Rundum positive Bilanz
Chef einer Bilderbuchgemeinde - Thomas Schreiner geht nach 36 Jahren
Foto: Julissa Bär
13.05.2019 / EHRENBERG -
"Sagen Sie Herr Schreiner, sind die Ehrenberger glücklicher als andere Rhönbewohner ?", lautet aus gutem Grund die erste Frage an den derzeit dienstältesten Bürgermeister Hessens - nun immerhin 36 Jahre am Stück im Amt. Das bringt den 68-Jährigen zum Strahlen: "Aber ja, das ist amtlich", sagt er. "Das war 2017 ja schließlich Top-Thema in den Tagesthemen bei Carmen Miosga - immerhin v o r einer Meldung über Trump!" Tatsächlich wurde in diesem Beitrag Ehrenberg als ein aus „dem Bilderbuch entsprungener Ort“ bezeichnet. Beeindruckend seien die zufriedenen und größtenteils glücklichen Einwohner, hieß es. Und wenn man mit dem scheidenden Bürgermeister spricht, scheint er tatsächlich rundum zufrieden mit seinem Leben zu sein. "Das hat halt einfach gepasst mit der Gemeinde und mir", bilanziert er.
Nicht genug mit dem Superlativ "Dienstältester Bürgermeister Hessens" - Schreiner war, als er am 27.Juni 1983 (noch bevor die Bürgermeisterdirektwahl eingeführt wurde) vom Gemeindeparlament mehrheitlich ins Amt gewählt wurde, mit gerade 32 Jahren auch schon der jüngste Bürgermeister des Bundeslands.
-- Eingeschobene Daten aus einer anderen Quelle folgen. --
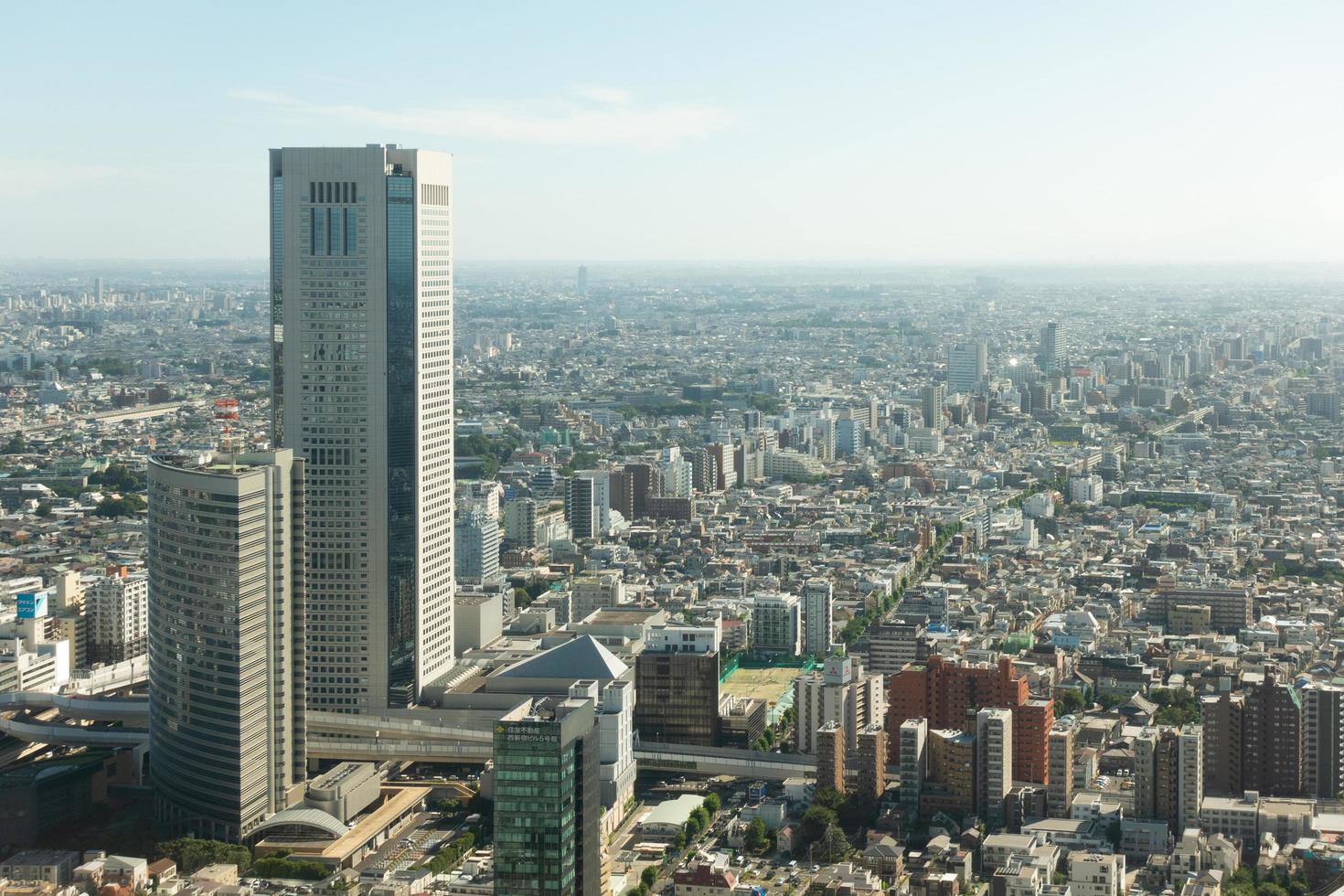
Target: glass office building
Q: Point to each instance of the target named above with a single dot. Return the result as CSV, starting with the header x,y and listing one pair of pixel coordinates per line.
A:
x,y
362,312
548,836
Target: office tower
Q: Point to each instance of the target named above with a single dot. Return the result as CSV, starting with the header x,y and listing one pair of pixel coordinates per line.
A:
x,y
912,756
933,402
677,692
594,592
615,738
1157,776
817,624
581,509
644,484
623,493
1272,738
777,624
840,692
951,784
1323,736
677,475
829,739
1095,873
1189,779
944,693
1229,604
706,473
1051,355
362,304
117,610
548,807
1253,741
1223,716
520,521
1060,795
228,563
994,762
872,767
895,643
476,546
1324,404
849,437
968,364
Bis dahin war er nicht mal politisch besonders engagiert, sondern hatte brav die Verwaltungslaufbahn vom Versorgungsamt Fulda über Wiesbaden bis Kassel absolviert und sich einfach auf die ausgeschriebene Stelle beworben. Parteipolitik spielt für den Parteilosen keine Rolle: "Bei mir standen oder stehen nicht meine Karriere oder die Verwaltungsvorschriften, sondern immer die Menschen an erster Stelle!"
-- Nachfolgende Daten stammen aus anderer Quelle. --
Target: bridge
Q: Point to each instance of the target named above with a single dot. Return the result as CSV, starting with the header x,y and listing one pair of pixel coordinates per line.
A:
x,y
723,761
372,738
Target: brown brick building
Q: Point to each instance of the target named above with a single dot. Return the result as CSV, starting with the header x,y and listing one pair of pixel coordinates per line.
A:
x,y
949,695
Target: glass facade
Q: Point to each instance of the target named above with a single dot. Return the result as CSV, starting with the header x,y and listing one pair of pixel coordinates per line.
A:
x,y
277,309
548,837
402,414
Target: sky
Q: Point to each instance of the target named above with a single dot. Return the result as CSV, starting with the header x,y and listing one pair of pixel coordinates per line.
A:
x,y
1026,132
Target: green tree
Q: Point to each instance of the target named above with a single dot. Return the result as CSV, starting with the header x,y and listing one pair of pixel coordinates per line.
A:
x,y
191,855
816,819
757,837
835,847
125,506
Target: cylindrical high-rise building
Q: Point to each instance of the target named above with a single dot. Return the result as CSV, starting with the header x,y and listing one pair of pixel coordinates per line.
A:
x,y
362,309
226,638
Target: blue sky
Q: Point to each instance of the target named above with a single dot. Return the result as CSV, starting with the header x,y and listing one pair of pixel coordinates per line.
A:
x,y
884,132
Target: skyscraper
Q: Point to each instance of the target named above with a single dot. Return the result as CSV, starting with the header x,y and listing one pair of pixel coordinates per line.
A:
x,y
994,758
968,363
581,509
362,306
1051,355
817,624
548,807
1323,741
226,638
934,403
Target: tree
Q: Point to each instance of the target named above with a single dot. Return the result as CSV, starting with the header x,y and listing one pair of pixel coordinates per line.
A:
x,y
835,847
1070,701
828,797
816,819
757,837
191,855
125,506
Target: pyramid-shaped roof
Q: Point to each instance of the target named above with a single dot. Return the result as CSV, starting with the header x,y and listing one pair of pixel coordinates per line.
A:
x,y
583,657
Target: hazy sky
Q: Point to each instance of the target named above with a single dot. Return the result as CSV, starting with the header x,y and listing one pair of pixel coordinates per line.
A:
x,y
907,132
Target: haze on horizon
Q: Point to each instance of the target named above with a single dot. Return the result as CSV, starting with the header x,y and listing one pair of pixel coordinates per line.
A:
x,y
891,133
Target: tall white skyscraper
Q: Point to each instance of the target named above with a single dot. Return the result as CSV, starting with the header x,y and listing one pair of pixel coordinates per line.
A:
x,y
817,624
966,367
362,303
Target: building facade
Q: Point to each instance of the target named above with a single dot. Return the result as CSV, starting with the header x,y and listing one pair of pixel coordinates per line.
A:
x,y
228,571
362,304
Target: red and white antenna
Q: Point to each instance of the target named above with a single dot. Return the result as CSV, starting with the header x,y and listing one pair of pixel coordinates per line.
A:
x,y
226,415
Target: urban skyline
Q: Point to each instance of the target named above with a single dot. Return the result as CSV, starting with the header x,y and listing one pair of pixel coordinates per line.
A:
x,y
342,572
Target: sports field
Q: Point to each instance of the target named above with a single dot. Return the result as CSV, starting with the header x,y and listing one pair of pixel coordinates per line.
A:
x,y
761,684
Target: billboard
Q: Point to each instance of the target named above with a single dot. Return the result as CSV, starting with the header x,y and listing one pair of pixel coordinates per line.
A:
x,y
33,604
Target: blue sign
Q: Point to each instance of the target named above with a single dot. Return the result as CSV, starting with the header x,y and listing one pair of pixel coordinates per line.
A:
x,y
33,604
Dass es innerhalb der Gemeindeverwaltung zugeht wie in einer gut funktionierenden Familie, nämlich auf Augenhöhe, beweisen auch die stets geöffneten Türen beim Bürgermeister, der sich selbst als lockeren Typen bezeichnet. "Ich kenne so gut wie jeden in Ehrenberg und höre zu, wenn mir jemand seine Nöte schildert", sagt er. Insgesamt strahlt der 68-Jährige eine rundum zuversichtliche Weltsicht aus. Dabei hat Ehrenberg dieselben Probleme wie andere Kommunen auf dem Land auch: die Sterberate ist höher als die Geburtenrate, der Bäcker und Metzger haben zugemacht, und die fast 200 Arbeitsplätze von Köhler und Krenzer und Menz-Holz sind unwiederbringlich verloren. Dafür ist die Gemeinde wenigstens kein sogenanntes Donut-Dorf, in dessen Ortskern Leerstand alter Bausubstanz vorherrscht und die Leute alle am Ortsrand neu bauen. Im Gegenteil: mitten im Ort entsteht gerade ein Neubau, es wird verdichtet statt nach außen verlagert.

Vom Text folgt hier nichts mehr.